The idea is good, and some competitors already doing it properly.

 

  • App version/platform 

Lightroom Classic version: 15.1
Operating system: Windows 11

  • System details 

Intel Core i9-14900KF

48.0 GB RAM

nVidia 3080

Wise.Otter
Participant
January 27, 2026

I have had a horrible time trying to get Assisted Culling to work.  No matter what the photos, or catalog, the photos are analyzed, and assisted culling reads no results.  “0 selects”, “0 rejects”, and no Culling Scores.  

-Tried in LrC 15.1.1, AND in 15.0; with same result…….

-MacBook Pro Sequoia 15.7.3, 16GB 2133MHz

-In the ‘Catalog Settings’, both ‘Assisted Culling’ boxes are checked.

-Yes, the Assisted Culling boxes for subject & eye focus are checked.  I have moved the sliders all the way and still no culling happens.  

 

-I spent 3 full mornings trying to rectify it and then had Adobe Chat Help takeover the computer to try things for over an hour and they couldn’t figure it out either.  They eventually said to post this here.  

 

Really hope this gets remedied I really only got the Adobe package for a culling feature.  

 

*****Edit: I have installed Lightroom (not classic) and culling seems to be working there.  

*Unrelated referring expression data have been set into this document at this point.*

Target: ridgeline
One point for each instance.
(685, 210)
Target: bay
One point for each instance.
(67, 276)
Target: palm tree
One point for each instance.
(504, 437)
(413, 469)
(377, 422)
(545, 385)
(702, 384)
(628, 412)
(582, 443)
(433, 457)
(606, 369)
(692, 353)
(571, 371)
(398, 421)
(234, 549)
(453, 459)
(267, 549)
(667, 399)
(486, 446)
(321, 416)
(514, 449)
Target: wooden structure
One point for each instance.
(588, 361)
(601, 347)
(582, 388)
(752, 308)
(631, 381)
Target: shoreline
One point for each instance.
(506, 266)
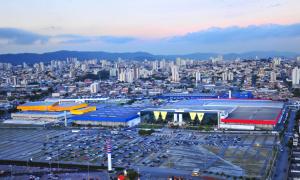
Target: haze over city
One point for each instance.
(149, 89)
(159, 27)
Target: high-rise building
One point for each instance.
(15, 80)
(155, 65)
(113, 72)
(230, 76)
(175, 73)
(295, 76)
(198, 78)
(95, 88)
(136, 73)
(276, 61)
(225, 76)
(273, 77)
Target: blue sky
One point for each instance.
(156, 26)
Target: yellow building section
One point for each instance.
(51, 106)
(83, 110)
(37, 106)
(67, 106)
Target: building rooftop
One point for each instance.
(110, 113)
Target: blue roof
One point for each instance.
(41, 112)
(38, 103)
(107, 114)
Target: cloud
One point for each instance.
(22, 37)
(18, 36)
(237, 34)
(230, 39)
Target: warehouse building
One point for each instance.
(42, 112)
(113, 116)
(223, 113)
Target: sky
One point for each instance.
(155, 26)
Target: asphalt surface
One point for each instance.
(281, 169)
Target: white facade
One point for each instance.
(295, 76)
(175, 74)
(273, 76)
(94, 88)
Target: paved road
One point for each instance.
(282, 160)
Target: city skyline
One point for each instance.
(156, 27)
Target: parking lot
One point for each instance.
(232, 154)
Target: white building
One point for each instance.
(295, 76)
(198, 77)
(175, 74)
(95, 88)
(273, 77)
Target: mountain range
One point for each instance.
(82, 55)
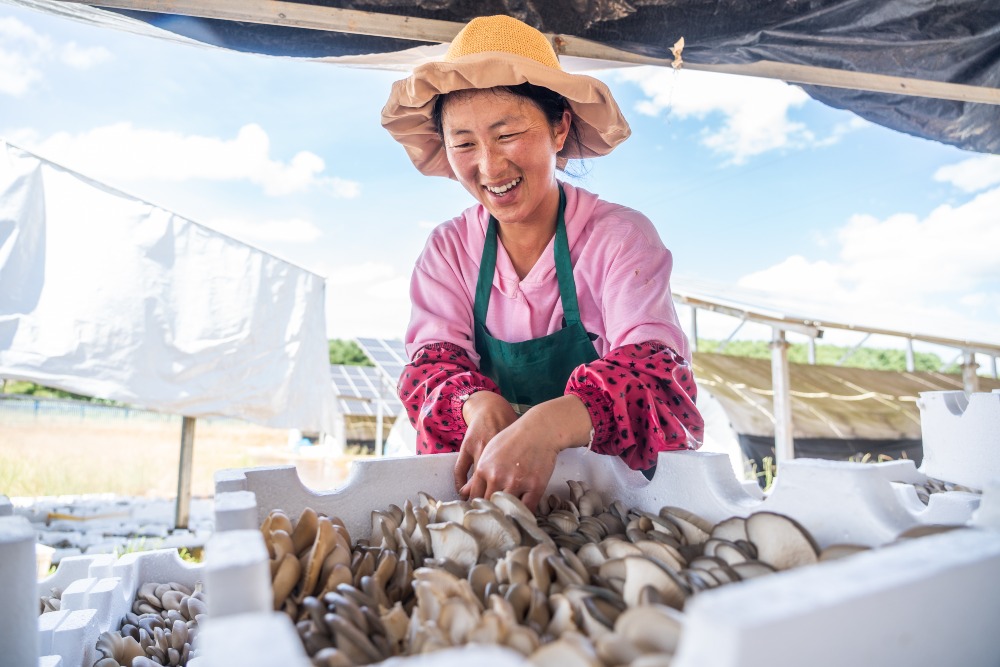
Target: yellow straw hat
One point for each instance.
(493, 51)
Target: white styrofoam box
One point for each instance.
(236, 510)
(930, 601)
(237, 574)
(73, 568)
(791, 618)
(18, 602)
(988, 514)
(961, 436)
(270, 639)
(251, 640)
(98, 595)
(71, 635)
(840, 502)
(97, 592)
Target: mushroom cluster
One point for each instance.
(51, 602)
(926, 489)
(160, 629)
(583, 582)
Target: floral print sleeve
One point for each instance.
(433, 388)
(641, 400)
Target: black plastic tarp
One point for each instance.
(954, 41)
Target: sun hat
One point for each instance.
(495, 51)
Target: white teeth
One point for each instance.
(499, 190)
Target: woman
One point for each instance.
(541, 295)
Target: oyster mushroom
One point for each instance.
(495, 533)
(835, 551)
(651, 629)
(570, 650)
(453, 542)
(780, 541)
(641, 572)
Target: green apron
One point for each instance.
(535, 370)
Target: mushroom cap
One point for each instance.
(452, 541)
(732, 529)
(780, 541)
(641, 572)
(512, 506)
(653, 628)
(835, 551)
(570, 650)
(494, 532)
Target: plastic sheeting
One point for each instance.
(105, 295)
(955, 41)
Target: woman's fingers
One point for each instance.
(462, 467)
(477, 487)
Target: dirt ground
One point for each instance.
(140, 459)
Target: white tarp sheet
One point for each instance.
(106, 295)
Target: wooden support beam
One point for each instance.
(314, 17)
(784, 445)
(182, 511)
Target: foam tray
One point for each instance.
(97, 591)
(924, 602)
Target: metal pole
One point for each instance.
(784, 447)
(183, 509)
(970, 379)
(694, 328)
(379, 422)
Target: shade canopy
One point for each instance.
(942, 42)
(107, 295)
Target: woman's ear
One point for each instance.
(560, 131)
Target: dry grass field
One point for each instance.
(139, 457)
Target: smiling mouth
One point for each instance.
(502, 190)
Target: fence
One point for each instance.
(21, 409)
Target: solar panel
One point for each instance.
(389, 355)
(358, 389)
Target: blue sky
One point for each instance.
(749, 182)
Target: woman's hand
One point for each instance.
(520, 458)
(485, 414)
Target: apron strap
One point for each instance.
(564, 269)
(564, 266)
(487, 266)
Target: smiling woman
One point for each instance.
(542, 316)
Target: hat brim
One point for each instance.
(408, 115)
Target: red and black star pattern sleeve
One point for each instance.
(641, 400)
(433, 388)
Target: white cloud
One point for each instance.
(82, 57)
(24, 52)
(17, 73)
(122, 153)
(932, 275)
(755, 112)
(293, 230)
(368, 299)
(973, 174)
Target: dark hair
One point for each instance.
(551, 104)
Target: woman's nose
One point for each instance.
(491, 162)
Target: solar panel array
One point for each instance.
(389, 355)
(358, 388)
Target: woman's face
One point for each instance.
(503, 150)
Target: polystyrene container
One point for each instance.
(924, 602)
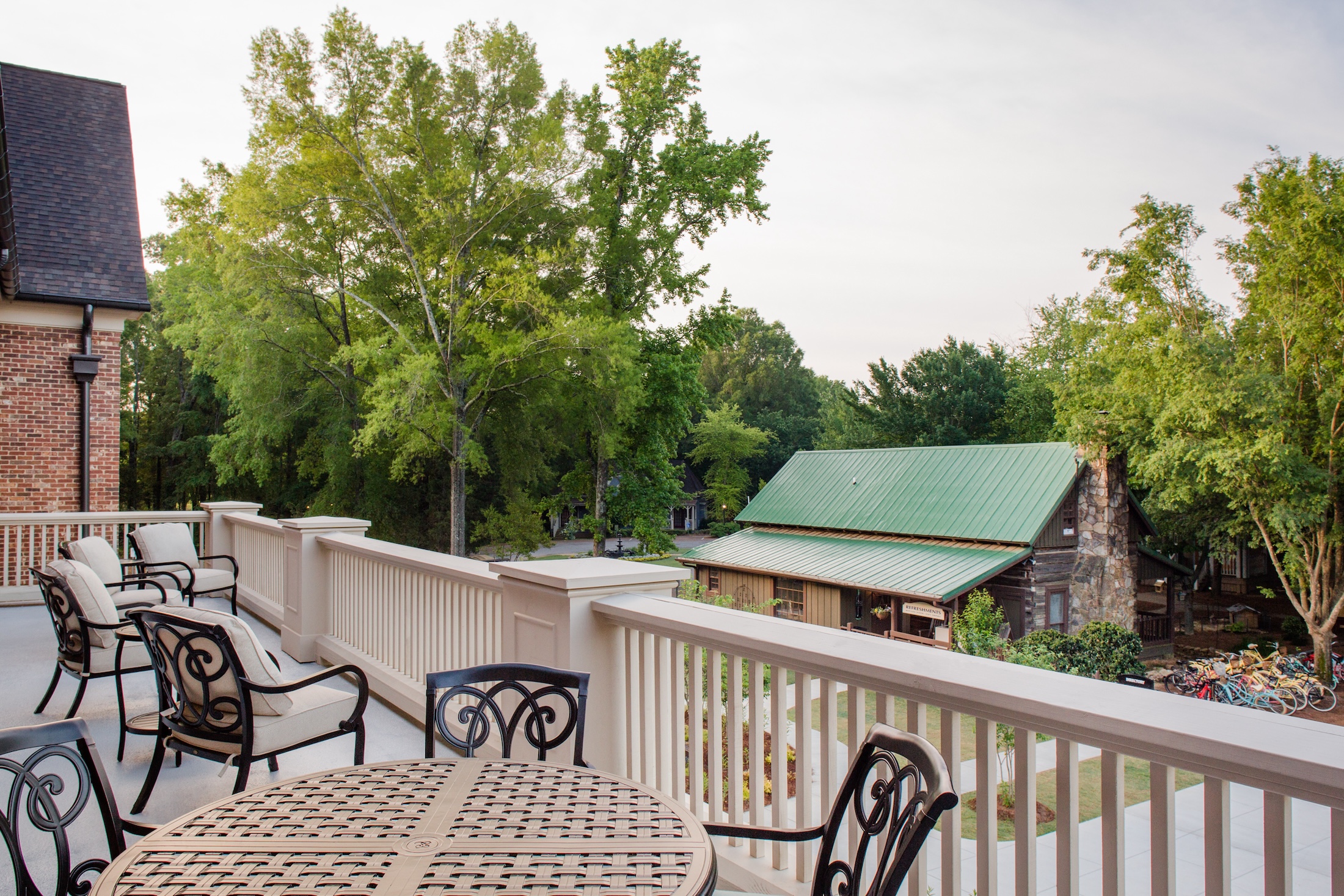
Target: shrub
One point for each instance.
(1112, 649)
(1295, 629)
(975, 630)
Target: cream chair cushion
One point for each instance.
(209, 580)
(133, 657)
(97, 555)
(316, 711)
(167, 543)
(92, 594)
(257, 667)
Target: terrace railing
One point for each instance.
(31, 539)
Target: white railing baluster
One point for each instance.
(696, 730)
(1218, 837)
(756, 751)
(778, 762)
(1279, 845)
(803, 751)
(1112, 824)
(1161, 832)
(714, 684)
(917, 723)
(856, 727)
(1066, 818)
(676, 667)
(649, 705)
(987, 809)
(663, 684)
(949, 724)
(734, 730)
(635, 712)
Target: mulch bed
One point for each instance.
(1009, 813)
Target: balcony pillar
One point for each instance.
(308, 594)
(549, 621)
(219, 536)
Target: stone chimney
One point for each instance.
(1103, 582)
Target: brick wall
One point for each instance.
(39, 421)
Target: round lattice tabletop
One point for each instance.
(426, 828)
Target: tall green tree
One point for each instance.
(655, 182)
(401, 234)
(761, 371)
(948, 395)
(723, 442)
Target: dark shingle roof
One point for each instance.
(71, 189)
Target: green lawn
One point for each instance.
(1089, 794)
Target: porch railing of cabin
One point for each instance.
(671, 649)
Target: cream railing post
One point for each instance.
(308, 593)
(547, 621)
(219, 536)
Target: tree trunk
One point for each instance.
(601, 472)
(458, 497)
(1321, 644)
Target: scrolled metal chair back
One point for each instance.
(896, 789)
(46, 790)
(65, 617)
(198, 675)
(546, 704)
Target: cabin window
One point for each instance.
(1056, 610)
(789, 596)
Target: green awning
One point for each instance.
(919, 569)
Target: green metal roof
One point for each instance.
(979, 492)
(916, 569)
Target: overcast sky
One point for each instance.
(937, 167)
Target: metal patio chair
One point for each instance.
(51, 771)
(225, 697)
(897, 787)
(536, 711)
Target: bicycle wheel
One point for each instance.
(1321, 699)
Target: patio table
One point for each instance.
(424, 828)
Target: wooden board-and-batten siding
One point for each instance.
(820, 602)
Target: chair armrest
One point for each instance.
(136, 828)
(751, 832)
(163, 591)
(191, 574)
(224, 556)
(360, 682)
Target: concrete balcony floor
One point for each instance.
(27, 658)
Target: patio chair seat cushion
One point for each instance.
(96, 603)
(98, 556)
(130, 597)
(167, 542)
(256, 665)
(210, 580)
(133, 656)
(316, 711)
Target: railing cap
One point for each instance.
(327, 523)
(589, 573)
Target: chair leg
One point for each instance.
(152, 776)
(51, 690)
(84, 683)
(241, 782)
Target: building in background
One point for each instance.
(71, 273)
(891, 541)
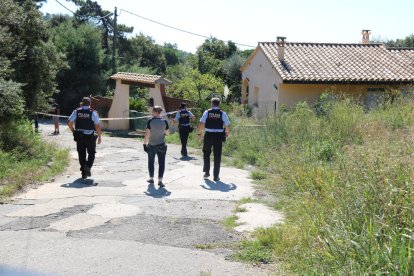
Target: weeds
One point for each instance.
(344, 178)
(26, 159)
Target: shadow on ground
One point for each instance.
(218, 186)
(157, 193)
(80, 183)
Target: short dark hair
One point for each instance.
(157, 109)
(86, 101)
(215, 101)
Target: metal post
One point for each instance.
(114, 43)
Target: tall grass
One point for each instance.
(345, 178)
(25, 158)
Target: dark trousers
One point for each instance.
(160, 151)
(184, 133)
(86, 144)
(215, 141)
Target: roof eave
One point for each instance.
(385, 82)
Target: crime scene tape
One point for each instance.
(106, 119)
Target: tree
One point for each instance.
(408, 41)
(32, 59)
(85, 74)
(171, 53)
(142, 50)
(91, 12)
(198, 87)
(211, 55)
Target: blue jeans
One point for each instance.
(160, 151)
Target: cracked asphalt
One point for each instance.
(116, 224)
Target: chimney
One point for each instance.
(280, 42)
(365, 36)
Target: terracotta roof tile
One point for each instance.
(328, 62)
(140, 78)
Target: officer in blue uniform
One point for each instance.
(184, 118)
(216, 126)
(86, 128)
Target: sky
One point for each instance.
(250, 22)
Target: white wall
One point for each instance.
(119, 107)
(155, 93)
(263, 76)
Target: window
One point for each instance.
(256, 96)
(374, 97)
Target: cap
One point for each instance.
(86, 101)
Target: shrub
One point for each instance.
(138, 104)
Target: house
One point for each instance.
(284, 73)
(157, 96)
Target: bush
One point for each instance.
(11, 101)
(138, 104)
(345, 179)
(25, 158)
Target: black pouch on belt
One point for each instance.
(224, 136)
(76, 135)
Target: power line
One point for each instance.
(160, 23)
(181, 30)
(66, 8)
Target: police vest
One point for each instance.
(84, 119)
(184, 117)
(214, 119)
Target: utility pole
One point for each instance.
(114, 43)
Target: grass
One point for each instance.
(25, 159)
(230, 222)
(344, 179)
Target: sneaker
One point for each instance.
(87, 171)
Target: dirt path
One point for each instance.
(116, 224)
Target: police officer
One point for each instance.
(86, 128)
(216, 126)
(184, 118)
(154, 144)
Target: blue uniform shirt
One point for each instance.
(95, 119)
(177, 116)
(224, 117)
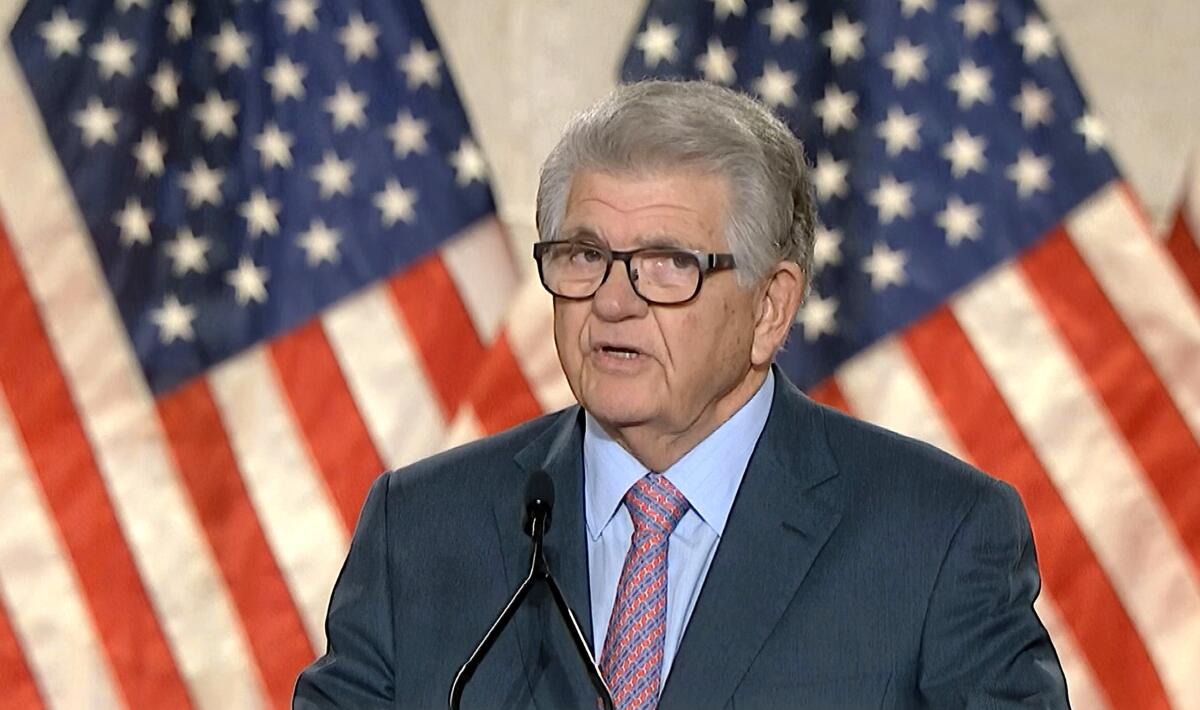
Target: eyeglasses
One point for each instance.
(663, 276)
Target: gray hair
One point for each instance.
(652, 126)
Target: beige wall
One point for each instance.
(523, 66)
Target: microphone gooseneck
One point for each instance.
(539, 505)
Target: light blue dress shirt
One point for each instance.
(708, 476)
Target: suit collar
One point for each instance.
(789, 505)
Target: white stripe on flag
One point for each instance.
(42, 593)
(882, 386)
(531, 334)
(1146, 289)
(298, 517)
(1081, 685)
(480, 264)
(1192, 197)
(90, 342)
(1092, 469)
(385, 377)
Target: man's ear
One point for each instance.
(778, 302)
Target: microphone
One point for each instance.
(539, 505)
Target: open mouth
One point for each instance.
(619, 352)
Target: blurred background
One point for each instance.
(255, 252)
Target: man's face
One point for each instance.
(672, 369)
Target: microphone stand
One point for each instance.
(539, 571)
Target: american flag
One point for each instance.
(1183, 239)
(247, 260)
(985, 282)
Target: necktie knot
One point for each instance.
(655, 505)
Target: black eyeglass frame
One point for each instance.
(707, 262)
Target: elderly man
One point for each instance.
(724, 541)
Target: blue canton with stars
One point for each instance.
(947, 137)
(241, 166)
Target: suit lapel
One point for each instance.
(789, 504)
(555, 674)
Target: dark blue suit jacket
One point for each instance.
(858, 569)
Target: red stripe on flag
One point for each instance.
(831, 395)
(75, 491)
(1122, 377)
(325, 413)
(994, 440)
(441, 326)
(209, 469)
(501, 395)
(1183, 248)
(19, 690)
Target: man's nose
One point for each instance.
(616, 298)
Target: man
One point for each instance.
(725, 541)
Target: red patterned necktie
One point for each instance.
(633, 648)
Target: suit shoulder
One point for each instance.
(882, 457)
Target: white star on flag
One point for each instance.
(724, 8)
(468, 163)
(358, 38)
(174, 320)
(395, 204)
(298, 14)
(274, 146)
(965, 152)
(817, 316)
(829, 176)
(202, 184)
(1031, 173)
(216, 116)
(261, 214)
(826, 247)
(319, 244)
(906, 61)
(657, 42)
(165, 84)
(837, 109)
(892, 198)
(61, 34)
(717, 62)
(407, 134)
(959, 221)
(97, 122)
(978, 17)
(971, 83)
(775, 86)
(421, 66)
(113, 55)
(886, 266)
(1036, 40)
(347, 108)
(179, 20)
(899, 131)
(844, 40)
(910, 7)
(1033, 104)
(150, 154)
(785, 19)
(133, 220)
(249, 281)
(231, 48)
(333, 175)
(187, 253)
(286, 78)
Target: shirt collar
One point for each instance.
(708, 475)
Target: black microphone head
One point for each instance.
(539, 499)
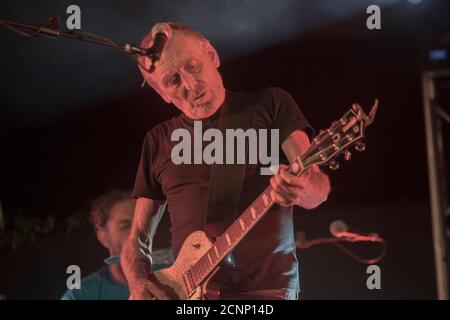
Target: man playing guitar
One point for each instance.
(265, 262)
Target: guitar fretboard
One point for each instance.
(231, 237)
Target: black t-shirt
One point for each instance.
(266, 257)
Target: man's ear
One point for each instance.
(101, 236)
(212, 54)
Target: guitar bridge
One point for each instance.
(189, 283)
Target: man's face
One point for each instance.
(187, 76)
(116, 230)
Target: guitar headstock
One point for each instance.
(348, 131)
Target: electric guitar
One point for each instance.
(199, 258)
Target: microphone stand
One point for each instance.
(52, 30)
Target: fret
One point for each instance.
(265, 199)
(228, 239)
(253, 213)
(216, 251)
(242, 224)
(210, 259)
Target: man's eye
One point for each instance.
(194, 68)
(172, 81)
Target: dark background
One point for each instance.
(73, 118)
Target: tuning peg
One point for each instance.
(360, 146)
(333, 165)
(347, 155)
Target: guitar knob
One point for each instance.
(347, 155)
(333, 165)
(360, 146)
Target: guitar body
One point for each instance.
(188, 280)
(193, 248)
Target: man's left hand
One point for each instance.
(308, 190)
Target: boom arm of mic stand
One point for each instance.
(52, 31)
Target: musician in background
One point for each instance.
(111, 216)
(187, 76)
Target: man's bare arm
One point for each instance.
(135, 265)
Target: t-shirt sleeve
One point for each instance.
(146, 184)
(287, 115)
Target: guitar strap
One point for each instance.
(225, 179)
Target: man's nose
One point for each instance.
(188, 81)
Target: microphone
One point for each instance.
(339, 229)
(161, 32)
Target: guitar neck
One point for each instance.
(232, 236)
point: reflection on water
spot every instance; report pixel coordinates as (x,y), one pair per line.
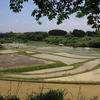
(78,50)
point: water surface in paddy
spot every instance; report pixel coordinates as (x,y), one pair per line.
(78,50)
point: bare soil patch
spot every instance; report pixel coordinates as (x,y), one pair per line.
(8,51)
(48,70)
(16,60)
(7,87)
(73,55)
(59,58)
(85,66)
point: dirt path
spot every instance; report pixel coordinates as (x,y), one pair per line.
(49,70)
(59,58)
(88,65)
(89,76)
(7,87)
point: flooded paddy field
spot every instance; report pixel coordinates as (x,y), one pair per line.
(54,78)
(52,53)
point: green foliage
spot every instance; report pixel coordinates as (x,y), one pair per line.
(9,97)
(62,9)
(57,32)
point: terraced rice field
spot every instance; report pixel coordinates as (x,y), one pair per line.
(16,60)
(63,73)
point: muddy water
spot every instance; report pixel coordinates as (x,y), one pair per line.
(79,50)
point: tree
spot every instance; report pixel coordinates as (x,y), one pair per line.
(61,9)
(78,33)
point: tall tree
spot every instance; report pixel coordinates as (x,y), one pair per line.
(61,9)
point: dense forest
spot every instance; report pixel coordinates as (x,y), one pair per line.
(75,38)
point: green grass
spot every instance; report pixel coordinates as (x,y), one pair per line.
(25,53)
(33,68)
(48,94)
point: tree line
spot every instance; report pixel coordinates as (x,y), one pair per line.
(76,37)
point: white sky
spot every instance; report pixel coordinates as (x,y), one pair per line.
(24,22)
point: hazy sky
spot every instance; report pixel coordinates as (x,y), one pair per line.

But I really don’t like this Lightroom option; it is much slower I find and I prefer everything about LrC.  Still hoping for a solution on LrC.

 

Participant
November 19, 2025

I often shoot photo sessions for a finance magazine, and many of them are interviews with industry professionals. To make the shots more dynamic, I try to create different focus planes, for example by using the cinematic “over the shoulder” technique, keeping the journalist in the foreground out of focus and seen from behind.

However, LR’s new culling feature rejects these images as blurry, I guess because it treats the journalist as a subject of the photo as well. I think this is something that should be fixed.

Apart from that, it seems like a good result to me, considering this is the very first release.